There was nothing wrong with it. It was fresh, and obviously well prepared. I did not enjoy it, but this says more about me and my damnable provincial Western tastes than it does about the restaurant. I am chalking it up to experience, and taking great pleasure in the fact that I thoroughly enjoyed everything else I had from there.
The “Christina” maki (why Christina? Our waitress either didn’t know or wouldn’t say) was very tasty; spicy shredded tuna and ripe avocado with a sweet tangy sauce. This was the most flavorful avocado I’ve ever had, and the tastes worked well together. Not to be outdone, the “Hawaiian” maki, coconut shrimp with mango, avocado and “our sweet home-made sauce” was also a hit. (This and the “Cowboy” maki, which features grilled ribeye steak, would be first-rate starter maki for the timid sushi noobs on your social register.)
Sushi Newbie Glossary
Sushi: Sticky rice cooked with vinegar. [Note the lack of the phrase “raw fish” in this definition].

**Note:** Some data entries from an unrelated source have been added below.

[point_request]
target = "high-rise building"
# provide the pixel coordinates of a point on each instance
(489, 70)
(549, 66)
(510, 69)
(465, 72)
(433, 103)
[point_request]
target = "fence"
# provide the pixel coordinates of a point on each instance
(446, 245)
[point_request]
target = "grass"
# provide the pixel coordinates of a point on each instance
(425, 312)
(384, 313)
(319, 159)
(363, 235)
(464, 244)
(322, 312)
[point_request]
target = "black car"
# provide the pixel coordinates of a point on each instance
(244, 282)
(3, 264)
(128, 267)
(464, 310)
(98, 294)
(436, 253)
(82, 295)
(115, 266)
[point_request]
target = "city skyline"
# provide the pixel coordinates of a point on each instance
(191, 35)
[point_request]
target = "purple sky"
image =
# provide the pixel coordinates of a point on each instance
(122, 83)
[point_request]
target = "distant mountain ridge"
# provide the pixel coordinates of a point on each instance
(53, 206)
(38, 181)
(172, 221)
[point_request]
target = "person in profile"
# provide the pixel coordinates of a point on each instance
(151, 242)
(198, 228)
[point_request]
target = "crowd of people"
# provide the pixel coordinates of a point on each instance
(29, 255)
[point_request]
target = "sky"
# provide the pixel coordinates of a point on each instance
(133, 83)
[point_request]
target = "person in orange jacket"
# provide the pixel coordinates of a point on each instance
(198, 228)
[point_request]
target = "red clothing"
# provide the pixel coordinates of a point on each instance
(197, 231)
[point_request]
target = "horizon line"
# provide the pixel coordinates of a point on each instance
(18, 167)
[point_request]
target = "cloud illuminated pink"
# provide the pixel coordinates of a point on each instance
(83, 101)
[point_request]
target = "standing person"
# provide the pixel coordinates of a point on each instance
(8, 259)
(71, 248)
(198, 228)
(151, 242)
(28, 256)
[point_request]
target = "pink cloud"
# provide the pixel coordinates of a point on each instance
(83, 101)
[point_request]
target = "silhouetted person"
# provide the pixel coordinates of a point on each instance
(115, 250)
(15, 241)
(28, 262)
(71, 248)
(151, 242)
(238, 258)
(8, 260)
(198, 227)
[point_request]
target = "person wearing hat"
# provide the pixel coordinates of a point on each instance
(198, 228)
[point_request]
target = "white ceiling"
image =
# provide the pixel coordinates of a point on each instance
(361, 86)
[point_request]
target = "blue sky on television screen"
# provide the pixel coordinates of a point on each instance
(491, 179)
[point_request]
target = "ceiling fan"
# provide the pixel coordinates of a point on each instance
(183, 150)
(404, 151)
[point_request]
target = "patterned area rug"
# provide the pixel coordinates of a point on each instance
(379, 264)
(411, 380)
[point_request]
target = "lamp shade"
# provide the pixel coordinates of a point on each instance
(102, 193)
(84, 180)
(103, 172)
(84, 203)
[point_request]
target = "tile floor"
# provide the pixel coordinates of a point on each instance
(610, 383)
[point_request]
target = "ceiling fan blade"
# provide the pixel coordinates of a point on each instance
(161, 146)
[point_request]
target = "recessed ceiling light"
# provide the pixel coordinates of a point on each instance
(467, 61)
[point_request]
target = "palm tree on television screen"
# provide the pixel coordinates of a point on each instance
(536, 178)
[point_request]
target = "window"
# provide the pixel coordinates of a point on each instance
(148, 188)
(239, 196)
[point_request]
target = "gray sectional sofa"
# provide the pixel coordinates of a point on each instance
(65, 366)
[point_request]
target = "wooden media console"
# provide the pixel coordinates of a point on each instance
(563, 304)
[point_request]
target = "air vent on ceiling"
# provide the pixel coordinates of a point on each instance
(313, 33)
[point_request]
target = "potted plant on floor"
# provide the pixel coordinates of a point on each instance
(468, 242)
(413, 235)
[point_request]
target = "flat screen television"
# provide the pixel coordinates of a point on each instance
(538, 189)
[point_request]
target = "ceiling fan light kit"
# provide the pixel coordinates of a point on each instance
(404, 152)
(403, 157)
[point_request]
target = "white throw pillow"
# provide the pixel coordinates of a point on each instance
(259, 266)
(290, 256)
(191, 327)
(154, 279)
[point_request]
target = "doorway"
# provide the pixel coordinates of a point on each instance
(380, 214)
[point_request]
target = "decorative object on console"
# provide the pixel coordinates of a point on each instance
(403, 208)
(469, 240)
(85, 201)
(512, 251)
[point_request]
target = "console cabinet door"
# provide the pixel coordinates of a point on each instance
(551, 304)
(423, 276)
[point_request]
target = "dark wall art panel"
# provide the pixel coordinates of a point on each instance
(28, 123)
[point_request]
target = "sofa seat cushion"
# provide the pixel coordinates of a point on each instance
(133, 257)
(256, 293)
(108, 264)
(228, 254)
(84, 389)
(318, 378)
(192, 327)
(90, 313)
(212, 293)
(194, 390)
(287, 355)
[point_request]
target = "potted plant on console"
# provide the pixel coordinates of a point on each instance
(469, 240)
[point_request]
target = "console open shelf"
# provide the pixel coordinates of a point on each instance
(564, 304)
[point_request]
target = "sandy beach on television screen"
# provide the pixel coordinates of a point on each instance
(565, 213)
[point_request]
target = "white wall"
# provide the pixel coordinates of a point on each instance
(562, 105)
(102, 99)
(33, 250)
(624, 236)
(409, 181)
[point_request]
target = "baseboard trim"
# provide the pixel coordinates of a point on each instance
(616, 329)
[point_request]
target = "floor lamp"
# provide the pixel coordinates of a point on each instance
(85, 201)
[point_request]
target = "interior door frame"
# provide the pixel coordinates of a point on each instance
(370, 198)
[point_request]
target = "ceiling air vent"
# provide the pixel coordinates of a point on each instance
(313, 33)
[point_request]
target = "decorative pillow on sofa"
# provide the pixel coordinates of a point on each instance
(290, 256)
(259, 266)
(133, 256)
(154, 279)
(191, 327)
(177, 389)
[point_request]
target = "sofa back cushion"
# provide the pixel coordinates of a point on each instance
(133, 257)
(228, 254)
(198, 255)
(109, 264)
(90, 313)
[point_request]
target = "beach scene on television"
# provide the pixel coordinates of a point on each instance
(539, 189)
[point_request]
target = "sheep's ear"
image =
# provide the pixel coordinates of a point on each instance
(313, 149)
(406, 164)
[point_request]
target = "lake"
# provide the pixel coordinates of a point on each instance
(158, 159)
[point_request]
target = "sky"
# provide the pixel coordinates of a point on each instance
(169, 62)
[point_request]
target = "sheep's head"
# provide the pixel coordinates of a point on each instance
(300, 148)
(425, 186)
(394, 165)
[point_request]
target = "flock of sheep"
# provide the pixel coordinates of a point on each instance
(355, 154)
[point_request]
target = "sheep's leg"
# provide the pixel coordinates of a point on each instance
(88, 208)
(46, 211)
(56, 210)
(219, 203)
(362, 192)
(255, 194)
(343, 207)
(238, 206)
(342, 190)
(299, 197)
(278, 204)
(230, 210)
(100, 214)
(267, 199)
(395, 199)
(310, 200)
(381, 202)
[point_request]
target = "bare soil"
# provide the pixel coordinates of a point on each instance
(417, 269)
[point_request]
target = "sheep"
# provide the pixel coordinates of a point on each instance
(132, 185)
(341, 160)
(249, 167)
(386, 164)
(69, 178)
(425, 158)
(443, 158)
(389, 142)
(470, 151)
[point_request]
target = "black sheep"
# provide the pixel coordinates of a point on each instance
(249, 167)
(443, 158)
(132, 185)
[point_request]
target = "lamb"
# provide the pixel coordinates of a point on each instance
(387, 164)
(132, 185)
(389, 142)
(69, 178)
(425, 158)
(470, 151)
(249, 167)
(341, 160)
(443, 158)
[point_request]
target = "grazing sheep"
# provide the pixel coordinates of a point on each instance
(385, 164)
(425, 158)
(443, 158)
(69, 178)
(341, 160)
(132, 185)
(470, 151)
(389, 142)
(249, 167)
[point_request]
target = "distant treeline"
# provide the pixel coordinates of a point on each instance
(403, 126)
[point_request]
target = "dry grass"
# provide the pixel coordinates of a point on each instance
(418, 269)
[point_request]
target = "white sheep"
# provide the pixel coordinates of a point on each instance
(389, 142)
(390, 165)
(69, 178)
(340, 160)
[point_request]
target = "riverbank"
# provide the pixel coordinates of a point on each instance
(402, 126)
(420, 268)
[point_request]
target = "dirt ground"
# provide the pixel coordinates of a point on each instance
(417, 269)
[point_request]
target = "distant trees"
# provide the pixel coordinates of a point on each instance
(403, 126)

Sashimi: Very fresh raw fish, sliced thin. You know how some restaurants use the phrase “sashimi-grade” when they want to brag on their tuna? That means it’s high enough quality to serve it raw.
Nigiri: Take a piece of sashimi, lay it on an oblong mound of sushi rice, bam! You’ve got nigiri.
Maki: Cylindrical roll of rice with seafood, other meats, and/or vegetables wrapped in edible seaweed or some other wrapper. Sliced into wheels. Sort of like that pinwheel fudge your Grandma used to make, but with less fudge.
California Roll: Common maki, usually containing imitation crab, cucumber and avocado. Good beginner sushi dish.
Wasabi: Often called “Japanese horseradish,” this green paste will hurt you if you don’t show it the proper respect.
Roe: Fish eggs. Oh, quit being a baby. It’s like caviar!
Sake: Rice-based wine, served hot or cold. Be careful with this until you really know what you’re doing.
Tempura: Anything battered and deep-fried. Vegetables, seafood, beef, peanut-butter-and-jelly sandwiches, whatever.